Moins mythiques, il faut admirer les mousquetaires grâce à la fraîcheur des gouaches sur carton, la précision des dessins de Jacques Antoine Delaistre dans les albums illustrés pour l’éducation de Louis XV, jamais encore exposés.

Une dernière énigme posée par l’œuvre d’Alexandre Dumas à laquelle l’exposition apporte ses propres réponses: On ne peut passer sous silence la collection de masques dit de dérision, de masque-guichet de porte à forme anthropomorphe que possède le musée de l’armée, reposant une fois du plus la question du masque de fer, détournée avec malice dans le catalogue par une image de publicité de viande Liebig (page 193).

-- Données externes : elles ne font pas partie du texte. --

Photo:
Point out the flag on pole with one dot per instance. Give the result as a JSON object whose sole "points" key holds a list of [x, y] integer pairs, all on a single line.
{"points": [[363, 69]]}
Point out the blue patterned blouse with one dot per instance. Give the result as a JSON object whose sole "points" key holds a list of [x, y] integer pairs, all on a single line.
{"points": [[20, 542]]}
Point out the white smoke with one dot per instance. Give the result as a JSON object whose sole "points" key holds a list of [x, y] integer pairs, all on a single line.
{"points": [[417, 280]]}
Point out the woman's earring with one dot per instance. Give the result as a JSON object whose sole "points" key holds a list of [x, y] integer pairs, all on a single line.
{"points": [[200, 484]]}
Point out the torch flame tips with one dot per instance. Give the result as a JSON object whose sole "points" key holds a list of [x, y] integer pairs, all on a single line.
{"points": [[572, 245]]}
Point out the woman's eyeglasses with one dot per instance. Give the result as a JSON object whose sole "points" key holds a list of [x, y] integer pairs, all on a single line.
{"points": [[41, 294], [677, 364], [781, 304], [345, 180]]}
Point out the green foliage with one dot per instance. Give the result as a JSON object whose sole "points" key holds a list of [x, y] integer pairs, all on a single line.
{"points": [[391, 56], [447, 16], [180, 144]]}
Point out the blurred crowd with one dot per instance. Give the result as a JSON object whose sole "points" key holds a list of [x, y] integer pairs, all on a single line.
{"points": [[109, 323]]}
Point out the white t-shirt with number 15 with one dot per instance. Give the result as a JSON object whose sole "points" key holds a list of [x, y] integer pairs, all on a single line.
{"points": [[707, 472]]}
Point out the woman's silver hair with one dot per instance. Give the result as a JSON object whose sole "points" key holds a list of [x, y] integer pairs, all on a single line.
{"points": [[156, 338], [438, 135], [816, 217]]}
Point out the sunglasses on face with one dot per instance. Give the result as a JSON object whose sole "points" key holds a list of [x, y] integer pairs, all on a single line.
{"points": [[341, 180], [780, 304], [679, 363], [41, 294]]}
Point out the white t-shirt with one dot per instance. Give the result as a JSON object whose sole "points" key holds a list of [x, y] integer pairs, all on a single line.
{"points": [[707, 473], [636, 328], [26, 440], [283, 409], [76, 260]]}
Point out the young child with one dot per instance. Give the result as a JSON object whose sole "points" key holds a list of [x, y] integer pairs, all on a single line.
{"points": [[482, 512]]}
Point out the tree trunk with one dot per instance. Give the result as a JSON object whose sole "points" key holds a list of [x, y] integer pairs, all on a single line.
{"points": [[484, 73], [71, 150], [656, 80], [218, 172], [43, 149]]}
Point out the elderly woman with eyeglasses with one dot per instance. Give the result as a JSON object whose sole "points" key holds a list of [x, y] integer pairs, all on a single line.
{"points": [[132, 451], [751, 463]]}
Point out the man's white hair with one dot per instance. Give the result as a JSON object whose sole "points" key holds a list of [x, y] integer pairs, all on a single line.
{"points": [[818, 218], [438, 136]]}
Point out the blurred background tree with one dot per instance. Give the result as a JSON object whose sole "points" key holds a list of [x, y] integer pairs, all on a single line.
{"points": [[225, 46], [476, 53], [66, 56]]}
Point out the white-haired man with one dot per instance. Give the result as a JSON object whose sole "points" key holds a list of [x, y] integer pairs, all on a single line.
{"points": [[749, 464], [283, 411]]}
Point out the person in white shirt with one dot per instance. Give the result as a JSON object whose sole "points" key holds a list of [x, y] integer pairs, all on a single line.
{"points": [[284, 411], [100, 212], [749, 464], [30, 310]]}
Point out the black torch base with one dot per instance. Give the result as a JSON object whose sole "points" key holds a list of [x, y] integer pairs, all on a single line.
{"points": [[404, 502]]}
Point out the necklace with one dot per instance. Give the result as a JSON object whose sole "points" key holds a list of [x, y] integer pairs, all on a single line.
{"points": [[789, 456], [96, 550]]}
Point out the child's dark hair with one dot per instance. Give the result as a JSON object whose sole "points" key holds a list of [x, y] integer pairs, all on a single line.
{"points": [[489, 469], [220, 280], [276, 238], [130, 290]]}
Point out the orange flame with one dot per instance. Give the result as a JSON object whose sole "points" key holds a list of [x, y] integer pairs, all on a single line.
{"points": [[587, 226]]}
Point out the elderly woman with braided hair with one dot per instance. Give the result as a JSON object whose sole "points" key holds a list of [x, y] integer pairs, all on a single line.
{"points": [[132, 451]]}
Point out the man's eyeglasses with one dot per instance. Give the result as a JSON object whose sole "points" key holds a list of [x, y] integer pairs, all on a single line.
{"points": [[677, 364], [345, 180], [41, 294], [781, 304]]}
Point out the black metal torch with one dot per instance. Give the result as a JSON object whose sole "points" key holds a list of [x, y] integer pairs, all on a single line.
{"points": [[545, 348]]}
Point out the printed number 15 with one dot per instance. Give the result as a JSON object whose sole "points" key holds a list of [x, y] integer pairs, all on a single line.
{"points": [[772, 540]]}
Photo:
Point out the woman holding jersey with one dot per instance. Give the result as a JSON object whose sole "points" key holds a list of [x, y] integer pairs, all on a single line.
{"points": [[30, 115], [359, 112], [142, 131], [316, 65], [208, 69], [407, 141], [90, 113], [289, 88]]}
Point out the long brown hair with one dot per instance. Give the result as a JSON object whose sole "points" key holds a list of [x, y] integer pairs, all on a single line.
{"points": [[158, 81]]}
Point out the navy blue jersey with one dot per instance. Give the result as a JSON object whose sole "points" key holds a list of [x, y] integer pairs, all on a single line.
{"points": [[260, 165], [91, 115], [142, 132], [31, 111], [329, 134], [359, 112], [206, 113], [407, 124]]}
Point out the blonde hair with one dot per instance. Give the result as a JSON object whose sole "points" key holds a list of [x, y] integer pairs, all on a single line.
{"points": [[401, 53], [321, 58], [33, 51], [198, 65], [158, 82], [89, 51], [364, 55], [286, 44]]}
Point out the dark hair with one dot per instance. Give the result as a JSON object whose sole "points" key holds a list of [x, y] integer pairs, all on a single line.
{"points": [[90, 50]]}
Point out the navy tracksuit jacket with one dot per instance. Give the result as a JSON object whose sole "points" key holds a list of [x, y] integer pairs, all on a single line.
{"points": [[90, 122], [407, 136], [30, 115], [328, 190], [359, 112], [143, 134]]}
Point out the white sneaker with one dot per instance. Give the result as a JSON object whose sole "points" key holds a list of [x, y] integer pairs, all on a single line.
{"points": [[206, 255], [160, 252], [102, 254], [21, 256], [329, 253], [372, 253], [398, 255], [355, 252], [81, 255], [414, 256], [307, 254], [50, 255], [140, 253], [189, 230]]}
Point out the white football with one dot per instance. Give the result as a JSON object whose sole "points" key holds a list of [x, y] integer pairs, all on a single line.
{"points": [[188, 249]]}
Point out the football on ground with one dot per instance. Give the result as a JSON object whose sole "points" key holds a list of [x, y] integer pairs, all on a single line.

On apprécie un catalogue qui mêle textes de spécialistes et vrai catalogue d’œuvres décrites précisément avec de très belles reproductions des oeuvres de l’exposition, associé à une iconographie dynamique. Même la chronologie selon Dumas subit une tentative de remise en ordre d’après l’histoire (page 103).

Mais surtout, cerise sur le gâteau ou plume sur le chapeau, sa couverture se déplie et le lecteur découvre le Paris des Mousquetaires, un Paris Dumartagnan, un plan tiré de celui de Mérian de 1615 où Paris s’arrête à la Porte Saint Antoine, où les murailles isolent les Tuileries, où Madame Bonacieux ouvre une porte dans le rempart la nuit pour rentrer au Louvre, où les berges en terre, descendent en pente douce vers la Seine, vers le pré aux Clercs. Une remise en contexte encore plus radicale que par les images pour suivre à la trace les trois … ou quatre mousquetaires dans leur déambulation autour de leur casernement du quartier Saint Germain…Bonne promenade qui vous amènera au Musée de l’Armée, voir cette formidablement riche exposition.

Un excellent moyen de rendre hommage à Louis XIII, si souvent oublié dans les programmes scolaires alors qu’il est le roi le plus représenté dans les collections du Musée de l’armée.